After the recent Grayson Murray tweet about the irrelevance of the Champions Tour players (“Does anyone really care is the real question… Those guys were relevant 10+ years ago.”), comes these from Euro Tour player Eddie Pepperell in a tweet-off with fellow pro Gary Evans as posted by Martin Inglis on bunkered.co.uk.

Please note this is very likely NSFW.

The 48-year-old, a veteran of more than 350 European Tour appearances, got involved in a tussle with Eddie Pepperell after giving the 26-year-old what he believed to be a bit of handy advice about his choice language.

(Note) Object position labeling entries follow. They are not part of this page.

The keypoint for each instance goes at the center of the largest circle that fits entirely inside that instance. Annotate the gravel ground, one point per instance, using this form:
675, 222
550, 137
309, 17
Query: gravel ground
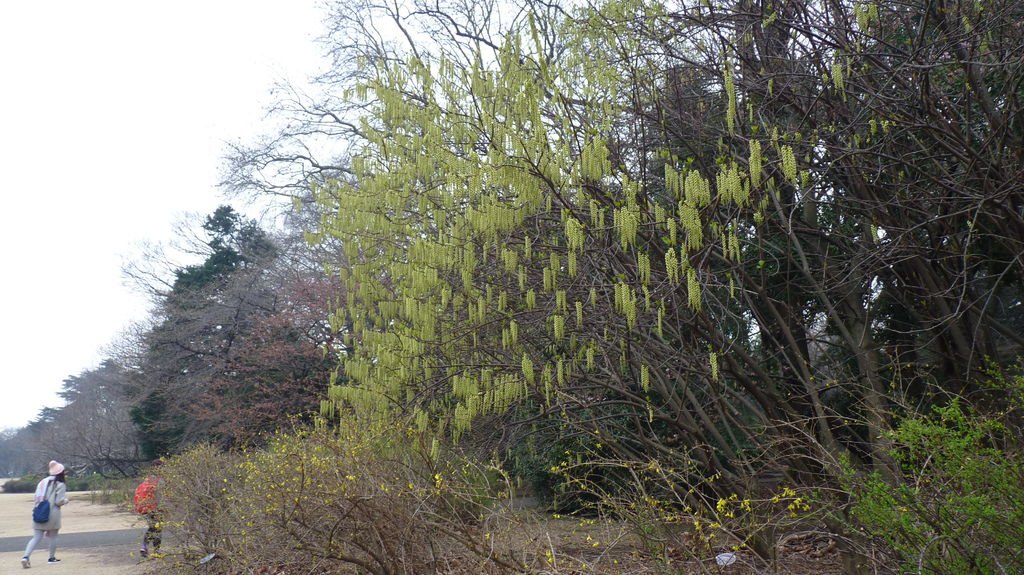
80, 516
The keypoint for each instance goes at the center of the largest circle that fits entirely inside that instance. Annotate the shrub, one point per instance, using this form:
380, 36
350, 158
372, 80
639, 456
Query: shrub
958, 503
380, 501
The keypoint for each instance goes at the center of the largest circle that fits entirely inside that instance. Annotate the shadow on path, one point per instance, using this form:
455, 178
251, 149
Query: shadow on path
126, 537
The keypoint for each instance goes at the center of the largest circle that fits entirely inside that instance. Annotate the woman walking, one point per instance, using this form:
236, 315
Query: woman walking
50, 489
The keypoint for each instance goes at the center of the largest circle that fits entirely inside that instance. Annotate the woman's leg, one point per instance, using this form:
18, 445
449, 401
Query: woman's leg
33, 542
53, 542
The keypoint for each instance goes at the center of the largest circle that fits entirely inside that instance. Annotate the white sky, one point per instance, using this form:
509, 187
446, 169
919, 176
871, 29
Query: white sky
114, 116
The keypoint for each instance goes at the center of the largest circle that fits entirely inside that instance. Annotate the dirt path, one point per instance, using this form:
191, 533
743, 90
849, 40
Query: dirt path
80, 516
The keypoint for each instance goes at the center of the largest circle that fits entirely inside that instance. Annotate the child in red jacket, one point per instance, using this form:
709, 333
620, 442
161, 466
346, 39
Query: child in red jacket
146, 504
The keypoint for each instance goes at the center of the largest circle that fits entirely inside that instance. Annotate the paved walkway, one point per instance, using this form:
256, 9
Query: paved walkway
95, 539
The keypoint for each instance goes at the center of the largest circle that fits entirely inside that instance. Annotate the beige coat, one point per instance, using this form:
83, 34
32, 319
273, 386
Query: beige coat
56, 493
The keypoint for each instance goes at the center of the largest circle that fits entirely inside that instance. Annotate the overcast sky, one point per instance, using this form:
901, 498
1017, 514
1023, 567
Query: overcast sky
113, 121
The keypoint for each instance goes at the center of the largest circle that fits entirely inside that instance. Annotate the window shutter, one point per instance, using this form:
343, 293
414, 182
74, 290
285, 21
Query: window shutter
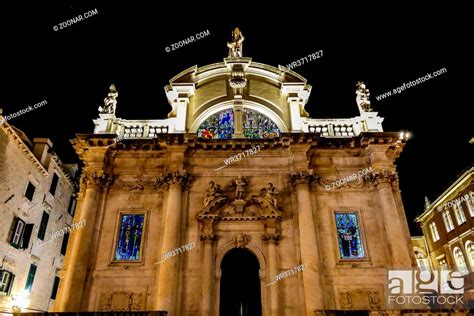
12, 229
25, 241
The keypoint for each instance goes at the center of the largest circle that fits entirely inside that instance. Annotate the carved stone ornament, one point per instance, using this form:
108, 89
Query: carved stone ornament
237, 206
362, 98
382, 176
302, 177
110, 101
167, 179
121, 301
96, 178
240, 240
360, 299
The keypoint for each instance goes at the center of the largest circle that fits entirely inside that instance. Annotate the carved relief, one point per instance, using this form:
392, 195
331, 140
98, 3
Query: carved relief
360, 299
382, 176
96, 178
302, 177
240, 240
121, 301
181, 178
221, 205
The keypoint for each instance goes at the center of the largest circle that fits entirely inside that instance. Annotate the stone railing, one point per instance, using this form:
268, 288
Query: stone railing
343, 127
132, 129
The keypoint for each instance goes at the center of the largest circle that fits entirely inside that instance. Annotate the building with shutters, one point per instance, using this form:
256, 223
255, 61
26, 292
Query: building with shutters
37, 198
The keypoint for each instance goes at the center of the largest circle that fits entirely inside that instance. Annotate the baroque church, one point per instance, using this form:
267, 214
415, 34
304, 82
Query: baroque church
174, 225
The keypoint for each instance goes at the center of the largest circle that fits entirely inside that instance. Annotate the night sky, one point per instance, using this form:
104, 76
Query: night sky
124, 44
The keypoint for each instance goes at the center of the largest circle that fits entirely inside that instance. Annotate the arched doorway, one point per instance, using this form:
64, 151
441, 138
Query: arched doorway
240, 284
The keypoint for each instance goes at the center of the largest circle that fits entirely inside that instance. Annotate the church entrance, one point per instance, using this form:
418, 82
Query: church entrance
240, 284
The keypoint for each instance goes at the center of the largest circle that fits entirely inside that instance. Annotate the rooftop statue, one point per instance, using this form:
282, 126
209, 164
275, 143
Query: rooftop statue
110, 102
235, 47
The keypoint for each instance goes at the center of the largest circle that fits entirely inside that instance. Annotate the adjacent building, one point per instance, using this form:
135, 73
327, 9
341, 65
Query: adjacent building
448, 231
37, 199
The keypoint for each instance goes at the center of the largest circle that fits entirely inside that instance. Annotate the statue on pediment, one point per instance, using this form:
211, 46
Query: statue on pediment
110, 101
235, 47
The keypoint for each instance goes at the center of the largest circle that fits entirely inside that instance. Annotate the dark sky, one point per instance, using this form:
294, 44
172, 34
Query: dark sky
125, 44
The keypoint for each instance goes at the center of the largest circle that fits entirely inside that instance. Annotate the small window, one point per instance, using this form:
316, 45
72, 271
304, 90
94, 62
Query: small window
459, 212
30, 191
72, 206
18, 230
20, 234
6, 281
43, 225
64, 244
448, 221
31, 278
349, 236
55, 288
54, 184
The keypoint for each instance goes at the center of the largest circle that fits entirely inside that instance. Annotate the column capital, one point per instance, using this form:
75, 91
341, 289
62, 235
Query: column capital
302, 178
208, 238
180, 179
271, 238
382, 178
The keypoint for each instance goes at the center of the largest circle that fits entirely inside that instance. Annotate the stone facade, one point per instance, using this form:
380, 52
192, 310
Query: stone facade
279, 203
23, 162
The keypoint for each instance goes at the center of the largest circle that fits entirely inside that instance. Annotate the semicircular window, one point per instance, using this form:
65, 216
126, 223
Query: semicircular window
218, 126
257, 125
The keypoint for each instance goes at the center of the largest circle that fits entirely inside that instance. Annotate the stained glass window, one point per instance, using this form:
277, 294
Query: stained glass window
349, 236
218, 126
257, 125
129, 237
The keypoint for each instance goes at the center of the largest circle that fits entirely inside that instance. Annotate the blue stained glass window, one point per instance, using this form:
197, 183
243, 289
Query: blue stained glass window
130, 237
257, 125
349, 236
218, 126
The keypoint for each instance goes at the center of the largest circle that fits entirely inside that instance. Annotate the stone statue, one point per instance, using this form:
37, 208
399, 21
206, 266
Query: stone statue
269, 193
235, 47
239, 188
110, 102
362, 98
213, 192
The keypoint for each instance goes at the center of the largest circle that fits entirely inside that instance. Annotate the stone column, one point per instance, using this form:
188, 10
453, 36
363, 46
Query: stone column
207, 289
393, 218
312, 281
238, 120
79, 252
271, 241
167, 280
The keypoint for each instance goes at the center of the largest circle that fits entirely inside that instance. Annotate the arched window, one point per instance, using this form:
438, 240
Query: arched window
257, 125
470, 253
221, 125
460, 262
218, 126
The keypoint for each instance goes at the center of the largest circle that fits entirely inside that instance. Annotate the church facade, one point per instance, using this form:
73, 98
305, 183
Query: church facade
238, 203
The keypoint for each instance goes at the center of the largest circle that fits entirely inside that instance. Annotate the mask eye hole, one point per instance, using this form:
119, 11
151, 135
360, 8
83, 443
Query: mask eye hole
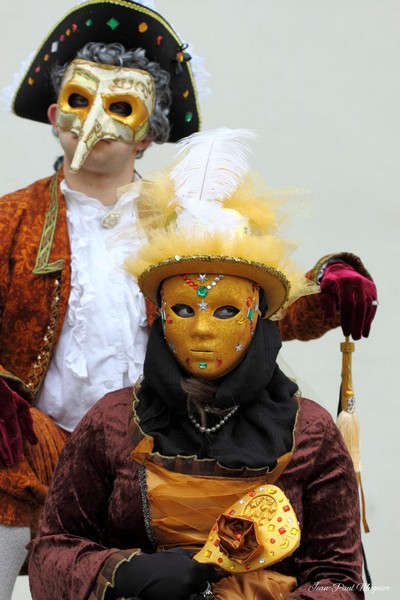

It came after this tweet from Pepperell about this week’s season-ending DP World Tour Championship, which will go ahead without both Rory McIlroy and Henrik Stenson.

Evans then responded with a now deleted tweet, saying that if Pepperell is serious about making money from sponsorship deals, he should perhaps change his approach on Twitter and reduce the amount of ‘profanities’ that he uses.

Then came this response, which attracted more than 100 retweets and almost 1,000 likes and, as of this morning, Evans’ account was no longer available to view and all of his tweets gone.


It will be fascinating if/when Pepperell starts playing winning golf what sponsors will come forward–and if Pepperell’s unfiltered social postings continue. As I’m fond of mentioning, “winning is a great deodorant.”

That said, with Stenson and McIlroy out, there are only three players (Sergio Garcia, Justin Rose and Tommy Fleetwood) who have a chance to win the Euro Tour’s Race to Dubai this week according to Golfdigest.com’s Joel Beall.

Garcia not only needs to win, he’ll need help from Justin Rose (T-4 or worse) and Tommy Fleetwood (outside the top 20).

Rose remains a relative long shot, but does have a viable path to the title. A win would be enough for the Race to Dubai, as would a solo second (assuming Fleetwood doesn’t finish first).

Fleetwood will be the champ as long as Rose doesn’t finish in the top five and Garcia doesn’t win.

Yet, Golfweek’s Alistar Tait quotes Garcia is apathetic whether he wins the season ending event or not.

“Winning the Race to Dubai is great but I’m not going to change my whole life for it,” Garcia said. “I’m happy finishing second, third or fourth or whatever.”

Garcia has no idea what he must do this week to finish No. 1.

“I don’t even know,” he admitted. “It doesn’t really bother me. … I’m going to go out there and try to do what I do every week, which is to play the best I can play and give myself the best option of winning. I can’t control what other people do.

“I see a 2-percent chance of me winning the Race to Dubai, but I’m fine with it. I can live with it. It’s been a great year, and that’s not going to change.”

Finishing European No. 1 is so far down the priority list he’s trying out new equipment. After 15 years with TaylorMade, Garcia is testing Callaway clubs for his last event of the year in preparation for changing equipment deals.